Submerge, and then emerge feeling better
Whether you’re recovering from a knee, ankle, stress fracture or plantar fasciitis injury, or you just need to take a break from pounding on dirt or asphalt, you may want to give pool running a try.
It’s not only a healing way to address your injuries while you maintain your fitness level, but also very forgiving and relaxing, especially when temperatures during the day prohibit any other outside training. Pool running has many benefits. Running in place in the water takes the pressure off your legs while preserving leg strength.

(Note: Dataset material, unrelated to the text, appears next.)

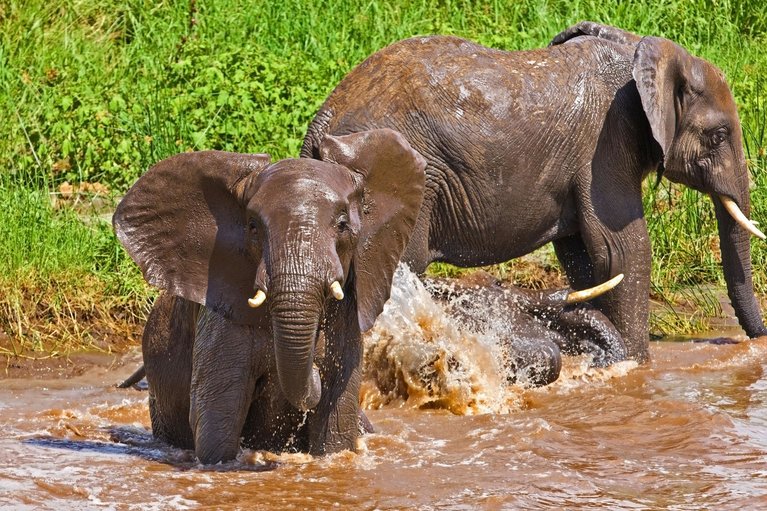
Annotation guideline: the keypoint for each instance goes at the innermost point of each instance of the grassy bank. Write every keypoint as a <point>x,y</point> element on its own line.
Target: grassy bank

Also, you use the same muscles as you do on land, but with less impact.
Several years ago, a friend of mine who was training to compete in a half marathon had a setback with a bad knee injury. She was told not to run at all, not even on a treadmill, and had to find a way to maintain her level of fitness while recovering. Her physical therapist suggested pool running with a flotation device. Being a sailing enthusiast and not having a pool, she would go out on the boat with her husband, tie herself to the side and, with the aid of a float, simulate her running movements in the water for an hour at a time. She did this right up to the day before her event and managed to run a personal best for the 13.1-mile race.
It’s best to run in the deepest side of the pool where you don’t touch bottom. Your time in the water should equal the time you would normally run. You can incorporate high knee-lifts, speed workouts and strides. Warm up easy for the first five minutes, and then go hard for a minute or two and slowly for one. Play some music by the pool to reduce boredom.
When you start your water workout you’ll feel the additional resistance on your legs and you’ll fatigue more quickly, so don’t try to do too much. If you’re a good swimmer, you can forego a floatation vest for an even harder workout, but if you’re not comfortable in the water, or not a good swimmer, please wear a floatation vest. Use smooth movements and keep an erect position while you jog. Don’t point your toes; keep your feet flat pointed forward, just as you would on land.
Studies show that you can maintain maximal oxygen consumption, leg muscular strength and endurance for as much as three to four weeks of deep-water training. Always check with your doctor or physical therapist to ensure this workout will interfere with your recovery.